Kentucky vs Alabama Photo by UA Athletics/Collegiate Images/Getty Images

The added cruelty of 2020, when you’re one of those decent teams but far from a great one, is having to play nothing but league games in the SEC. Kentucky probably wins 6-7 game with a schedule properly calibrated with nonconference tomato cans, but that was not in the cards this year.

That’s an important note of context because it’s easy to look at this UK team and define it just by its sub-.500 record. Kentucky not only played its usual SEC East slate, it also had the privilege of playing Alabama. (Mind you, Kentucky also got both Mississippi schools, so it wasn’t a terrible exchange here.)

The frustrating thing when you’re building a program at a place like Kentucky, is you go four years straight with winning records, and then you get smacked back down in ‘20, with a losing record that spends further than it earns.

Kentucky Defense

Yds/Play (rk) Yds/Rush Yds/PassAtt Comp% Passer Rtg
Yds/Play (rk) Yds/Rush Yds/PassAtt Comp% Passer Rtg
5.5 (57) 4.4 (68) 7.0 (44) 65.8 (110) 133.9 (60)

Kentucky’s defense held up fine within a league-only context, surrendering only 26 points per game on 5.5 yards per play.

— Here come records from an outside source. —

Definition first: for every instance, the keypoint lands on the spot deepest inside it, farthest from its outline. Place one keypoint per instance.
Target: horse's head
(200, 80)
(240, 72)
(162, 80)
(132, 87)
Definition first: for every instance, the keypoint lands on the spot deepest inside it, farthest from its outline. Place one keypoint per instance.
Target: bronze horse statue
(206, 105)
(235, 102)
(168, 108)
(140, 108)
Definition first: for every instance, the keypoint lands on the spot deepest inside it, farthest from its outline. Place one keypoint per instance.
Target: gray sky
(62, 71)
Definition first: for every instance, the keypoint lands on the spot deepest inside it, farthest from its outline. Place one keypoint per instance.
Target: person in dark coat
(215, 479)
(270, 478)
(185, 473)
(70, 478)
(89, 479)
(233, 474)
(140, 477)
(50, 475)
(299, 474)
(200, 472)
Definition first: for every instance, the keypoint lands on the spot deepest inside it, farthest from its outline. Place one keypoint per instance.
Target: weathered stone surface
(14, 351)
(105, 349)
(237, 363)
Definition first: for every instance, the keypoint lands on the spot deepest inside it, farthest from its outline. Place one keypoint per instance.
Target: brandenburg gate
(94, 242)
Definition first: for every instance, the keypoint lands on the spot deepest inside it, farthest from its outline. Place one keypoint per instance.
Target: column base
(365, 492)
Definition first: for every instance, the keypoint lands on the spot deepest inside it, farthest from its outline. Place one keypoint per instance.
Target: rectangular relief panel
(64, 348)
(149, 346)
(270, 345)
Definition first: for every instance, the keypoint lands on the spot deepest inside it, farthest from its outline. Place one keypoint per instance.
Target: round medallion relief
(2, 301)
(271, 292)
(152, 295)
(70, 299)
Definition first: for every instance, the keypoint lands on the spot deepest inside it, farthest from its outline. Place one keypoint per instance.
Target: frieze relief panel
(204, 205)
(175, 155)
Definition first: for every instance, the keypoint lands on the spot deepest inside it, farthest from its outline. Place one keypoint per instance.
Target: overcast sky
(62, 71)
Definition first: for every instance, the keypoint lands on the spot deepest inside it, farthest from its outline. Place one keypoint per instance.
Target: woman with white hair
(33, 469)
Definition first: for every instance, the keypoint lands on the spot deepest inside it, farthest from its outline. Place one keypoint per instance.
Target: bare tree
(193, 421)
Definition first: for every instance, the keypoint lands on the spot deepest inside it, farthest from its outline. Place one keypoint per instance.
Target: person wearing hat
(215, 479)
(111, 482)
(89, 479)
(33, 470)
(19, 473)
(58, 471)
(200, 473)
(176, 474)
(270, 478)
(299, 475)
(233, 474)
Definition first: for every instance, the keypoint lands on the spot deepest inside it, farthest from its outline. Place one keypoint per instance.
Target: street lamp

That’s pretty good work, and that was good enough to make UK the fifth-best SEC defense in terms of per-play average.

Kentucky is a good illustration of the ol’ bend-but-don’t-break philosophy, and the Wildcats rely to some degree on how well their offense is controlling the clock. But these guys are pretty good, and NC State needs to staunch the premise with an orderly approach to every down.

The thing with Kentucky is they play slow. Really slow, on purpose. So they end up having a lot of time to think about things. They have time to diagnose things defensively, because their offense is trying to spend a good half hour out there. So that’s part of the accounting.

You can flip this right around on them with tempo, unless you go three-and-out, in which case you are playing right into their preferences. But that’s clearly a risk you gotta take, because you have to make the Wildcats uncomfortable. You can’t let them roll the clock without consequences, and you need to expose this defense as often as possible.